I’m in bed with Miranda, a recent Stanford graduate. She’s a friend of some of my former students and I feel a little strange about that. She just turned twenty-four. She’s a burlesque dancer and a political activist. When she does her burlesque show she dresses like a maid and mops the floor with her hair and when she’s done she’s almost naked, shaking her shoulders with a sign taped across her chest: EXHIBITIONIST. In bed she wears boxer shorts and a tank top. She’s tall and dark with kinky hair dyed with streaks of gold, a pierced lip, ivy tattoos circling above her hips. She could easily be a model, but she doesn’t care. She believes in revolution.

Miranda grew up in Haiti, in a large house on a hill outside Port-au-Prince. All she’ll tell me about her family is that her father works for a fruit company and doesn’t agree with her views.

“What about your mom?” I ask.

She opens her mouth like she’s going to say something awful, her tongue plastered against her bottom teeth, then shakes her head and pats me on the cheek. “You’d like my mother,” she says. “You have a lot in common.”

I hang out with Miranda in bars on Polk Street, watching her perform with drag queens. I meet a boy at her show, younger than me with a mohawk and a pretty face. He says he’s also a writer, a poet. On the side he does boy burlesque. I think he’s pretty, but if I were into men I would want someone stronger who could take care of me.

It’s Patti Smith night and the queens climb the stage in black wigs and torn jeans. They sing “Ain’t It Strange” and “Gloria,” snarling at the crowd and wondering whose sins Jesus died for. Miranda dances behind them in a short skirt, kicking her long brown legs high in the air while I watch from the crowd, holding her drink.

Miranda’s room is bright yellow with album covers stuck to the wall. Lene Lovich, Kate Bush, The Slits. She lectures me on music. I tell her she’s a snob. We sleep on a small mattress. She insists I sleep naked and I insist she keep her clothes on. She wraps around my back, her arm over my chest.

Her windows face the morning sun and the illegals stand on the corner just below the ledge waiting for someone with a van and a job to stop and put them to work. They stand there every day, in baseball caps, sweatshirts. Waiting. Miranda says they aren’t Mexicans; most of them are from Guatemala and El Salvador. I’ve been showing up at her place more and more often. I call from Valencia Street at the end of the day, just when I think she’s going to sleep.

Hans’ trial won’t start for two more months. I was in court when they scheduled the hearing. It was my second time at the sturdy building in downtown Oakland. Hans wore yellow prison fatigues and stood in the prisoner’s pen, holding two boxes of papers. I noticed his poor posture and thinning hair. He seemed naive, carrying the giant boxes and not understanding that the trial was actually months away.

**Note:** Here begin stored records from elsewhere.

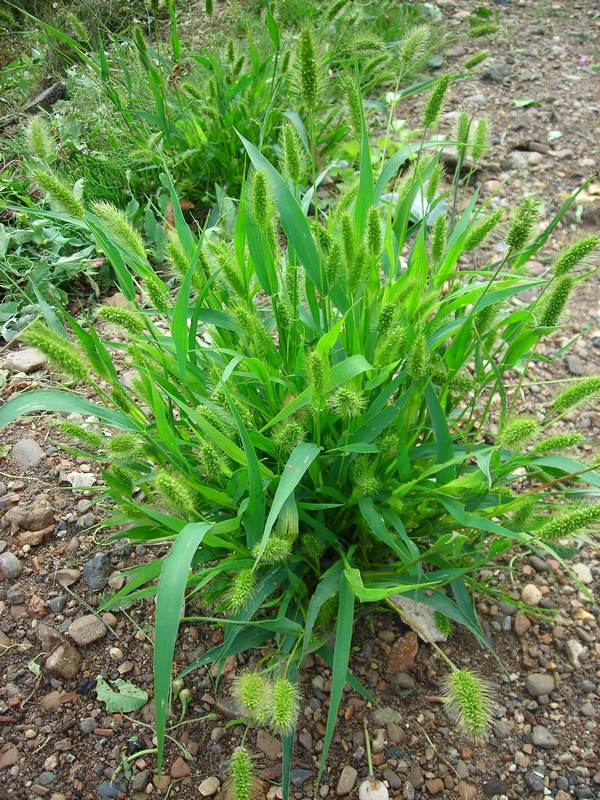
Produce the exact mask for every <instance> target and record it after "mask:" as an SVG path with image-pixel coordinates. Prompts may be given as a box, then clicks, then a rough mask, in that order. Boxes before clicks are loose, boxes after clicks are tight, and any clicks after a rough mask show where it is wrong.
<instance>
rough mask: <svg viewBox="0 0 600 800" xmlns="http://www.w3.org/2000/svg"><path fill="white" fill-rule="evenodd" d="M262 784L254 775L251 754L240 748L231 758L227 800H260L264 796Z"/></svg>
mask: <svg viewBox="0 0 600 800" xmlns="http://www.w3.org/2000/svg"><path fill="white" fill-rule="evenodd" d="M261 787H262V783H261V781H260V780H259V779H258V778H257V777H256V775H255V774H254V766H253V764H252V759H251V758H250V753H249V752H248V750H246V748H245V747H243V746H242V747H238V749H237V750H236V751H235V753H234V754H233V755H232V756H231V762H230V764H229V781H228V787H227V800H258V798H259V797H260V796H261V795H262V788H261Z"/></svg>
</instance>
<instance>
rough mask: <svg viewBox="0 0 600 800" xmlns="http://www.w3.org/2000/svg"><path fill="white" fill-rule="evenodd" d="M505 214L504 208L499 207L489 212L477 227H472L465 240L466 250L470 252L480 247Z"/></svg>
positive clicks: (492, 230)
mask: <svg viewBox="0 0 600 800" xmlns="http://www.w3.org/2000/svg"><path fill="white" fill-rule="evenodd" d="M503 215H504V209H502V208H499V209H498V210H497V211H492V213H491V214H488V215H487V217H485V219H484V220H483V222H481V223H480V224H479V225H477V226H476V227H475V228H472V229H471V231H470V232H469V235H468V236H467V238H466V241H465V245H464V247H465V250H466V251H467V252H470V251H471V250H475V249H476V248H477V247H479V246H480V245H481V244H482V243H483V241H484V240H485V239H486V237H487V236H488V234H490V233H491V232H492V231H493V230H494V228H495V227H496V225H498V223H499V222H500V220H501V219H502V217H503Z"/></svg>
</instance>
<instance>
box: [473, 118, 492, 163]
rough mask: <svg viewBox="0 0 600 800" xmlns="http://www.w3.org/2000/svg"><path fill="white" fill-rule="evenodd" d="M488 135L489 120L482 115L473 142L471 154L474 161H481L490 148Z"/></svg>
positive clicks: (488, 128) (488, 132)
mask: <svg viewBox="0 0 600 800" xmlns="http://www.w3.org/2000/svg"><path fill="white" fill-rule="evenodd" d="M488 137H489V127H488V121H487V119H486V118H485V117H482V118H481V119H480V120H479V122H478V123H477V127H476V128H475V136H474V137H473V141H472V142H471V155H472V157H473V161H475V162H477V161H480V160H481V158H482V156H483V155H484V153H485V152H486V150H487V149H488Z"/></svg>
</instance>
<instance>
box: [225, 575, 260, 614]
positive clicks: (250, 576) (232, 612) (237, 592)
mask: <svg viewBox="0 0 600 800" xmlns="http://www.w3.org/2000/svg"><path fill="white" fill-rule="evenodd" d="M255 584H256V578H255V577H254V573H253V572H252V570H251V569H242V570H240V571H239V572H238V573H237V575H236V576H235V578H234V579H233V584H232V586H231V589H230V590H229V594H228V595H227V608H228V609H229V611H230V612H231V613H232V614H237V613H238V612H239V611H241V610H242V608H244V606H245V605H246V603H248V602H249V601H250V600H251V599H252V597H253V596H254V589H255Z"/></svg>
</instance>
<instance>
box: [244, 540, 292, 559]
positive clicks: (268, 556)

“Tell me something nice,” I said to Miranda the night after the hearing. I was acting like a child and she wanted desperately to be an adult. “Tell me I’m pretty.”

“You are,” she whispered. “You’re so pretty.”

Our relationship is absurd, infantilizing. I’m eleven years older than her. She’s a vegan. She wears heels and keeps her sex toys on top of a beat-up dresser. She wants to dress me in women’s clothes and I tell her I don’t mind but I don’t really think we’ll get there. The sad thing is how our relationship mirrors all my other romances. Fragmented. Thin. Except that I’m getting worse. In my twenties I would have been too proud to beg a woman to hold me. I didn’t know enough to cry. I wouldn’t dream of pressing my nose against someone’s chest, saying, “I’m so sad. I don’t know what’s happening to me.” And I have less to give.